If I remember correctly the Calkin algebra is closely linked to the problem of Von Neumann on operators which were normal modulo compact ones, and which was solved by Brown, Douglas and Fillmore see Bron-Douglas-Fillmore theory. This linked to Steenrod K-homology and to strong shape theory, again if I remember correctly.
I cross-linked Brown–Douglas–Fillmore theory and Calkin algebra, and neatened up the former a little, adding ’related entries’ links.
Thanks Todd for fixing that! and David for linking. I wish I could see how this ties in with the CH stuff. There were indications at one time that Steenrod homotopy might link up with the old work of Osofsky on vanishing of derived functors of Lim but I never followed that up. It may not work that way.
It’s worth considering the analogue for the C*-algebra of the Stone-Cech remainder $\beta(\mathbb{N})\setminus \mathbb{N}$, which is apparently the question of whether non-trivial self-homeomorphisms exist; this is also independent of ZFC. CH is again a culprit in constructions: under CH there are only few trivial self-homeomorphisms, while at the same time allowing a strong structure theorem on the algebra, giving the needed cardinal inequality.
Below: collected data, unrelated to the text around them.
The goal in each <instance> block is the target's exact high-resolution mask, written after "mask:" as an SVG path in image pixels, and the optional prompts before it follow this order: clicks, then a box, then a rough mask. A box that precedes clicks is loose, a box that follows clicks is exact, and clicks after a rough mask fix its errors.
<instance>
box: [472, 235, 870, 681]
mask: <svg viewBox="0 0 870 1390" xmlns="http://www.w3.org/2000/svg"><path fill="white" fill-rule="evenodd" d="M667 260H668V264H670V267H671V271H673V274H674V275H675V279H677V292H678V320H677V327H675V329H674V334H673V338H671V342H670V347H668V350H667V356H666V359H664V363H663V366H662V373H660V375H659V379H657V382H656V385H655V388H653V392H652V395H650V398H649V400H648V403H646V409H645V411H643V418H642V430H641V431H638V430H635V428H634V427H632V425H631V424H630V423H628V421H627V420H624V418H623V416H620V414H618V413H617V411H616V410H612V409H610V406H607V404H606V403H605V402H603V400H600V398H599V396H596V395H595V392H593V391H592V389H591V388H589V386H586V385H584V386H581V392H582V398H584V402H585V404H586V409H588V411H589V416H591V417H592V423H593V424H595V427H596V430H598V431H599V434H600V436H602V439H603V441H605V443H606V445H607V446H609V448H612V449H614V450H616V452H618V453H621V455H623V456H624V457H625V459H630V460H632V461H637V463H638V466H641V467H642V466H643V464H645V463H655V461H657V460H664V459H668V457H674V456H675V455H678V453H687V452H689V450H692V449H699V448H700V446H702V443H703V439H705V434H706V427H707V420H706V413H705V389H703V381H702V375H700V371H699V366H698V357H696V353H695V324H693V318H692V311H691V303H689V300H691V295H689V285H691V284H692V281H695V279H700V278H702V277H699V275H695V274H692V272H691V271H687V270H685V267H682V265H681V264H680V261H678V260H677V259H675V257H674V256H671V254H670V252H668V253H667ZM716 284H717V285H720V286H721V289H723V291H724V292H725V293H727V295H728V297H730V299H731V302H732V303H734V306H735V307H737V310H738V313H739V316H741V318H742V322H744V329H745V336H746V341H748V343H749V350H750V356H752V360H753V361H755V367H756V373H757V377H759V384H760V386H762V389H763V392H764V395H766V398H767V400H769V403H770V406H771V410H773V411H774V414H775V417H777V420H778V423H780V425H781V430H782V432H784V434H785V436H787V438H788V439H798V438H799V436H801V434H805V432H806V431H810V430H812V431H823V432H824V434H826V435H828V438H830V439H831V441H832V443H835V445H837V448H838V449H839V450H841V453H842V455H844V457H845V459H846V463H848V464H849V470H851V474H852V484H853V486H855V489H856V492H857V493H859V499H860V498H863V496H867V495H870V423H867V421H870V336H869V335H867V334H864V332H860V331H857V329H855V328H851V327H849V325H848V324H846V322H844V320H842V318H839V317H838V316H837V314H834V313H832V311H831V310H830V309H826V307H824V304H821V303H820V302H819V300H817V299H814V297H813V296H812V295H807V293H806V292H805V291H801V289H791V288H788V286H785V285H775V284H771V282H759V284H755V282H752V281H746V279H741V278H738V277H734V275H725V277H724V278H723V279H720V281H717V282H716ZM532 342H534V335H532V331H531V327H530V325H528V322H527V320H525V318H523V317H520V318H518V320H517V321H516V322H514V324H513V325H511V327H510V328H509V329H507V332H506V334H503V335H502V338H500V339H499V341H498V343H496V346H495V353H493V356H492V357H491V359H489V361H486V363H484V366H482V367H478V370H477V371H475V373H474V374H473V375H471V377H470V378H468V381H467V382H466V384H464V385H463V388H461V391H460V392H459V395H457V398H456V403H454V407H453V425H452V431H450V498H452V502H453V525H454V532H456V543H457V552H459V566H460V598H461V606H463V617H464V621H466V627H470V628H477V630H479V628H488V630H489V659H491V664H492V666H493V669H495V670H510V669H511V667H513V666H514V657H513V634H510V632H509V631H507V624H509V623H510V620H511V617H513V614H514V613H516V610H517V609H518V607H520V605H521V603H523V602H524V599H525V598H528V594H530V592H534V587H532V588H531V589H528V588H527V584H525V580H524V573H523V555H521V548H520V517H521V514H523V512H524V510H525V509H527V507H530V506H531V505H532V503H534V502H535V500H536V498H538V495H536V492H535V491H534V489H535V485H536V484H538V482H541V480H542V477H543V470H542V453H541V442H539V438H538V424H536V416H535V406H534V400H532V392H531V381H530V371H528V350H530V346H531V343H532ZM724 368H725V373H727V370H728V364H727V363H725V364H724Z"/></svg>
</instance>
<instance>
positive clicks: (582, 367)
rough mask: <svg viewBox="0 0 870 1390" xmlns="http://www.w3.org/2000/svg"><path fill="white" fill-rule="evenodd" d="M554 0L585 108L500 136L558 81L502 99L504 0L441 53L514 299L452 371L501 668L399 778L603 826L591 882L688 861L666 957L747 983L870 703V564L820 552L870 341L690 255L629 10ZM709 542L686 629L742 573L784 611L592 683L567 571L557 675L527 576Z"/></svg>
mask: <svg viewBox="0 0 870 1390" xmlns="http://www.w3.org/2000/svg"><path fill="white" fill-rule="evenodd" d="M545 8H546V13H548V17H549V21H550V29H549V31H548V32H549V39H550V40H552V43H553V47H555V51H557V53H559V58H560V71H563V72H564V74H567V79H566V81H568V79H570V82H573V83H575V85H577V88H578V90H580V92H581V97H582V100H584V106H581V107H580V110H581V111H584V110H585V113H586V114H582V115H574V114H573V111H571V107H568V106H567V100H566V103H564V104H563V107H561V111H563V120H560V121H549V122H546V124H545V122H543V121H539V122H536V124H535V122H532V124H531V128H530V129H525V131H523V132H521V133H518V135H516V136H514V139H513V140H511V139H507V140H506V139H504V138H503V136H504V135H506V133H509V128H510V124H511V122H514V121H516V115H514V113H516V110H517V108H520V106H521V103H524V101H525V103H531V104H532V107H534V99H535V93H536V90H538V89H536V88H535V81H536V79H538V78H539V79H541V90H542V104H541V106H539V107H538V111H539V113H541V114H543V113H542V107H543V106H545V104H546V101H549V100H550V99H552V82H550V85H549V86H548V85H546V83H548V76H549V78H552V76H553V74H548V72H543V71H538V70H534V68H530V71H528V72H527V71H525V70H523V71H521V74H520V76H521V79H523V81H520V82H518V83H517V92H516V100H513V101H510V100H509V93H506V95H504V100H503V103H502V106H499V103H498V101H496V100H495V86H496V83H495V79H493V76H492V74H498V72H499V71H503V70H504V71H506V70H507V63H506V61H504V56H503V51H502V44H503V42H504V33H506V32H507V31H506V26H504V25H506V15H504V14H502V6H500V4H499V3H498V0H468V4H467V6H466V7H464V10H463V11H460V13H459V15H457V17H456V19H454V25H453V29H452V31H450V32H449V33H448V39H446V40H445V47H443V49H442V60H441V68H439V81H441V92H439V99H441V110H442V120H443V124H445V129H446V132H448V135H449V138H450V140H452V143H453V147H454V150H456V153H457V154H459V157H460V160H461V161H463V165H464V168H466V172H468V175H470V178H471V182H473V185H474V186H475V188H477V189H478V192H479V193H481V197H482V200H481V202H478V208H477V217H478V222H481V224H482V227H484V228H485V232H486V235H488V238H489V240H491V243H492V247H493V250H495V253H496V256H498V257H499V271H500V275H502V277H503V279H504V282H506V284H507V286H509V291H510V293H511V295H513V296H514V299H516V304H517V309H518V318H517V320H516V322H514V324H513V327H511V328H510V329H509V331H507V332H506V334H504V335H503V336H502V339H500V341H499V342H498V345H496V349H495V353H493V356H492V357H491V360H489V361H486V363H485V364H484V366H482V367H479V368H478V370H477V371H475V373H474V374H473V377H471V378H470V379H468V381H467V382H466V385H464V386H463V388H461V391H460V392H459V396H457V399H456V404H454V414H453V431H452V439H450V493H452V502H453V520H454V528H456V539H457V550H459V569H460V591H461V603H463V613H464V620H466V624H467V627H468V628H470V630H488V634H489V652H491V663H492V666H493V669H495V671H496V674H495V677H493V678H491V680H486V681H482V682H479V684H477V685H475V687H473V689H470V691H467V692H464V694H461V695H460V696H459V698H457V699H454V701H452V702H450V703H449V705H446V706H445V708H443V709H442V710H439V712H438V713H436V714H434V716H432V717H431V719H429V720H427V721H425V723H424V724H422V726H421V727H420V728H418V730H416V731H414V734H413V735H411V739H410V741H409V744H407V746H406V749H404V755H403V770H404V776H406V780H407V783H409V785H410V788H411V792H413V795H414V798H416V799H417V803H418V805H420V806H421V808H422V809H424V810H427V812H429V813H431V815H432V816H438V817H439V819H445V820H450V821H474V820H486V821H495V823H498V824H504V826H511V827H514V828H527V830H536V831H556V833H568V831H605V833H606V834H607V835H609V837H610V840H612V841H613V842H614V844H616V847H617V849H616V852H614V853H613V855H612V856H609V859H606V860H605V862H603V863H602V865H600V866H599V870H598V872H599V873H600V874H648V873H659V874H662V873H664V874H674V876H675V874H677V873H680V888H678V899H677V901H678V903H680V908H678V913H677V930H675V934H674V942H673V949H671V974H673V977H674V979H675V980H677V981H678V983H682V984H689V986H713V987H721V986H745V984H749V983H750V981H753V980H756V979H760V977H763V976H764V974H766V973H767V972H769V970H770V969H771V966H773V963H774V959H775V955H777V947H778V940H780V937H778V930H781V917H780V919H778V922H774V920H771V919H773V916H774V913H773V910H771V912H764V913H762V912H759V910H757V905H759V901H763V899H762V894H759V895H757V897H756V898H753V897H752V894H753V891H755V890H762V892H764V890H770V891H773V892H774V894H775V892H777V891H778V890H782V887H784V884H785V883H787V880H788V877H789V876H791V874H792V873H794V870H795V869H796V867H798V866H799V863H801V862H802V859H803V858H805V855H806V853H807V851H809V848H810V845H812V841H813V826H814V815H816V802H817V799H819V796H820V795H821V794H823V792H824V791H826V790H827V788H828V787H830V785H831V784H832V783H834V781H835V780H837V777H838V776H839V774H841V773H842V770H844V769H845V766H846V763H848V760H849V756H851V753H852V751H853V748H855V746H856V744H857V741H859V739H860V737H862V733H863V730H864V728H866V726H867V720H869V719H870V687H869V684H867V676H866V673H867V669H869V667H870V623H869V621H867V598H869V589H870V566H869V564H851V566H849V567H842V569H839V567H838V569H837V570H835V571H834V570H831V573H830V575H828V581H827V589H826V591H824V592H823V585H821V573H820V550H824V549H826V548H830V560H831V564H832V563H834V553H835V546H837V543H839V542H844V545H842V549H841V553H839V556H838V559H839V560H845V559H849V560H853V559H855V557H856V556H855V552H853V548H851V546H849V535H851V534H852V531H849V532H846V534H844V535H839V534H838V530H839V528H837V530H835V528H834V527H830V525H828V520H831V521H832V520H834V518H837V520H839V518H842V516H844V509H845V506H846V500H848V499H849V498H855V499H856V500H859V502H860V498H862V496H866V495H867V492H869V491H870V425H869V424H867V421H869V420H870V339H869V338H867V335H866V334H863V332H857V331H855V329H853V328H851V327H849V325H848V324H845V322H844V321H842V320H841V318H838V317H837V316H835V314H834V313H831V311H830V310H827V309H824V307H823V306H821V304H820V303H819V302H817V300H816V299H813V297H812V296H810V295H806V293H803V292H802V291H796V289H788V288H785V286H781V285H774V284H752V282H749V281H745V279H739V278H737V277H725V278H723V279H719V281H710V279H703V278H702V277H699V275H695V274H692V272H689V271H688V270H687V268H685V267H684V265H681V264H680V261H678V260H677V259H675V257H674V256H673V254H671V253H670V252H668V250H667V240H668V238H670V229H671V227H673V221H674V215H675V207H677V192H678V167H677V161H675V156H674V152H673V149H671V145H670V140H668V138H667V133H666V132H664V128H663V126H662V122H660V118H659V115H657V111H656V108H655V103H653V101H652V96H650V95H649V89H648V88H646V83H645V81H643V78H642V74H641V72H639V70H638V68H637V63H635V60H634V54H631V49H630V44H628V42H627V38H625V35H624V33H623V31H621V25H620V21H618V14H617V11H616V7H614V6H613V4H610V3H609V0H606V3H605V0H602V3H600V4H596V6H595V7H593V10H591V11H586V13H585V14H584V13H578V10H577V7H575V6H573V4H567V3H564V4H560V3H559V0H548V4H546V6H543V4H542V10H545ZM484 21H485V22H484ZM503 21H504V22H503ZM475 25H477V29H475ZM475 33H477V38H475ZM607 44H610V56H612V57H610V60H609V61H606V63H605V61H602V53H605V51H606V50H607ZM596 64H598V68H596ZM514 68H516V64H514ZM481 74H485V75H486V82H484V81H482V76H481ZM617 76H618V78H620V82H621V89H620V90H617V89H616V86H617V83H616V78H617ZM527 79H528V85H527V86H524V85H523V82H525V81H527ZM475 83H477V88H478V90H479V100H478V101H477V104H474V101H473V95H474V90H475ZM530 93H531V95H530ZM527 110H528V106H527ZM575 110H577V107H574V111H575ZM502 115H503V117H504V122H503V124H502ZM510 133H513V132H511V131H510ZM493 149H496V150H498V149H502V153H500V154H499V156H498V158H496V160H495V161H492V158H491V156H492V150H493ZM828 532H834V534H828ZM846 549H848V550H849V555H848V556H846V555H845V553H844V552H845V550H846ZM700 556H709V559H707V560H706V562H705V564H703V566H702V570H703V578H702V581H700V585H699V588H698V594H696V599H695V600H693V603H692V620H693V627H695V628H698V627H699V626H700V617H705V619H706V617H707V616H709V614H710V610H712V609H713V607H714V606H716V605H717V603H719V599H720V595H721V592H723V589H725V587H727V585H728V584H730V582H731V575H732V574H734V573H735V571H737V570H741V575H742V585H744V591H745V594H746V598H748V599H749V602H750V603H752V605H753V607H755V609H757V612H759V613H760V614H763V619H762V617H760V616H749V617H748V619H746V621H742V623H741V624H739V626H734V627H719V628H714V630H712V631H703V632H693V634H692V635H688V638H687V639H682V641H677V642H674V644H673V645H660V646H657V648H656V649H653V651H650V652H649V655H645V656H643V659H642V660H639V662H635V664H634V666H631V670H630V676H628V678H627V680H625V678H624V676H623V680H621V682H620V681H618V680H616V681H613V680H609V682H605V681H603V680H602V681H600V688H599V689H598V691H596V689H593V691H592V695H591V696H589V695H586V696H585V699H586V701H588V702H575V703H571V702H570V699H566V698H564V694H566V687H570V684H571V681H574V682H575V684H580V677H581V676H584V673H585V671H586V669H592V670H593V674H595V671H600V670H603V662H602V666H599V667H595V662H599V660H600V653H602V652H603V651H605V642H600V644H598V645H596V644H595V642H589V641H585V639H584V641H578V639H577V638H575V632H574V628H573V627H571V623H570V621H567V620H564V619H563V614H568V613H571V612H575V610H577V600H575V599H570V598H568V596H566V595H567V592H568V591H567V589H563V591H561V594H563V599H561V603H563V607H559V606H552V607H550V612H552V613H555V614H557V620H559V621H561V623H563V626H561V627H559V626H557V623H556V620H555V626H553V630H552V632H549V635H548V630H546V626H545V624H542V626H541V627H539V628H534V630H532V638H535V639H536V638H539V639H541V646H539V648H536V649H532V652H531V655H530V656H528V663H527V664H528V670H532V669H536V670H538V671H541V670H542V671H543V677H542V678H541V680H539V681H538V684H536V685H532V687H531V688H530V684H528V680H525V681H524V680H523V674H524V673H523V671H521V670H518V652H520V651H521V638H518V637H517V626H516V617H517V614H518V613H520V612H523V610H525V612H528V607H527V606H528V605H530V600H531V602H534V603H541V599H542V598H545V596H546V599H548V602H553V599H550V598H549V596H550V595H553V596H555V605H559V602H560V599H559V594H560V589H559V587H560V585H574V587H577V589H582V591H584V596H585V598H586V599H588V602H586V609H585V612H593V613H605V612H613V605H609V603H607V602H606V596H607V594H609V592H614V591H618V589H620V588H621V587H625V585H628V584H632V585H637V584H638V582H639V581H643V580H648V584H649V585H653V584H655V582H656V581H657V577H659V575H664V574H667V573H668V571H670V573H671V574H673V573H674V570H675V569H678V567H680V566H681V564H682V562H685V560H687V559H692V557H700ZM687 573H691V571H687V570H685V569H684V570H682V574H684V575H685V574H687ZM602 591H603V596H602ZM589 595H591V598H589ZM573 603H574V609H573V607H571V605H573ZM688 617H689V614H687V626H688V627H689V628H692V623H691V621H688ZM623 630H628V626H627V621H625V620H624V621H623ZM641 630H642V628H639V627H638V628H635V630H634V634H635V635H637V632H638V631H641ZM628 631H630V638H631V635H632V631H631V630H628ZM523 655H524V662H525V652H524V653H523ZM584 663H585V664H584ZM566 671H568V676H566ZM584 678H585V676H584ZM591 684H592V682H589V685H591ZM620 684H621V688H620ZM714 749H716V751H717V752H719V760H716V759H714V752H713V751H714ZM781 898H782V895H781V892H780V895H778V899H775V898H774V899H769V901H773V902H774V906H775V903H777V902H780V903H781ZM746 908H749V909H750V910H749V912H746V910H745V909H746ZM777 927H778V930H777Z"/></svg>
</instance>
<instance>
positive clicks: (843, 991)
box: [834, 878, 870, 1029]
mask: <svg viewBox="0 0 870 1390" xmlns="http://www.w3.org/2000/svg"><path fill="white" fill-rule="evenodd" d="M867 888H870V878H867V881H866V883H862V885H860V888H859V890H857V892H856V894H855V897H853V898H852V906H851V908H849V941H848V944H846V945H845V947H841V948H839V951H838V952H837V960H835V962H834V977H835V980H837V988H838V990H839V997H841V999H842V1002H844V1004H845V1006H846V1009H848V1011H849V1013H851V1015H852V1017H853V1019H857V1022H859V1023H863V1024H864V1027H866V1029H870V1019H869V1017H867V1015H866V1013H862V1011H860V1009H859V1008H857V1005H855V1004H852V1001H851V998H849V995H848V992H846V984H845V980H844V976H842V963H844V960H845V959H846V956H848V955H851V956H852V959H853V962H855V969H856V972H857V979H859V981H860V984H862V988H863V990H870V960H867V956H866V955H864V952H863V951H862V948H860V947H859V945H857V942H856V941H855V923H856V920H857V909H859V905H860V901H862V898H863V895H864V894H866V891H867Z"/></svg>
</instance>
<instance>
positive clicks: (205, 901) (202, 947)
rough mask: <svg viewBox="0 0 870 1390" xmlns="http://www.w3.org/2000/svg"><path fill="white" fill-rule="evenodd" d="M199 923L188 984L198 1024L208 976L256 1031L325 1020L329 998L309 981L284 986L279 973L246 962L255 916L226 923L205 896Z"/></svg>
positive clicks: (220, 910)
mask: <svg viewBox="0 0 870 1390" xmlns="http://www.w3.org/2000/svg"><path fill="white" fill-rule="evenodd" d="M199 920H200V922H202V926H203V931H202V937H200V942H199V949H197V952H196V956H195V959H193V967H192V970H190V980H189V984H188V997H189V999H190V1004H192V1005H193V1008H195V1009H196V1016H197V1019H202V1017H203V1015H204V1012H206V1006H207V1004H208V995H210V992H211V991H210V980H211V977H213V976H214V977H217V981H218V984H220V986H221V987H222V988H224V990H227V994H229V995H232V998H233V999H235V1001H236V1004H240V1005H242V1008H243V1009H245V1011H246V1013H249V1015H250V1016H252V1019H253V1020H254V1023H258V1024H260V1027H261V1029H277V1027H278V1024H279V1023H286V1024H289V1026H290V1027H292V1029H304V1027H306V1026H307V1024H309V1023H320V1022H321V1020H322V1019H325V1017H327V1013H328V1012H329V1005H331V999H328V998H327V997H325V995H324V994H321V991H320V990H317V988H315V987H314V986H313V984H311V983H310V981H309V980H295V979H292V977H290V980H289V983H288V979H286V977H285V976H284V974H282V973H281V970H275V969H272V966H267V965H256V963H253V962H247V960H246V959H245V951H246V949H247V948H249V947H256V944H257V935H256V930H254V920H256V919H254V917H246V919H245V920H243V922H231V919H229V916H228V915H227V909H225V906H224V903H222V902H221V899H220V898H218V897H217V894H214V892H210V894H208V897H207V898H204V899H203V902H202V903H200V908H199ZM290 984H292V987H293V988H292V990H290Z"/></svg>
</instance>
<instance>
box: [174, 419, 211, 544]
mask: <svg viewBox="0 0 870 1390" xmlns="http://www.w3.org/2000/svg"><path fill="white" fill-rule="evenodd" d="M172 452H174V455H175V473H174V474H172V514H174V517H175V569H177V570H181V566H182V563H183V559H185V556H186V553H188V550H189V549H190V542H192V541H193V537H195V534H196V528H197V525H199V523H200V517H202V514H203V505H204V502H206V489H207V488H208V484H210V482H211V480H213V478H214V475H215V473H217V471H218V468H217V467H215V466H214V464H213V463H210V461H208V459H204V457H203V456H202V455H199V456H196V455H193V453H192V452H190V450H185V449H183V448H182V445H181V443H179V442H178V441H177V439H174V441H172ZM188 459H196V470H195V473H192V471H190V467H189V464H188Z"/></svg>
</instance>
Given that $\beta(\mathbb{N})$ is an object that already has set theory axioms in play, it’s no wonder that axioms also have an effect here.
Weaver’s book Forcing for mathematicians is very nice in explaining this and many other examples in a concise way, that gave me a vague intuition why set theory makes itself known in what seems like a not-so-close area of study (I mean, this is standard operator algebras, not descriptive set theory, right?)
I’ve added a remark + reference to another result of Farah (and Hirshberg) that the Calkin algebra is not countably homogeneous (which I will fill in soon, since this now appears as a grey link in several pages): it fails to resemble a Fraïssé limit in the sense that an isomorphism of finitely-generated substructures does not generally extend to an automorphism of the entire thing.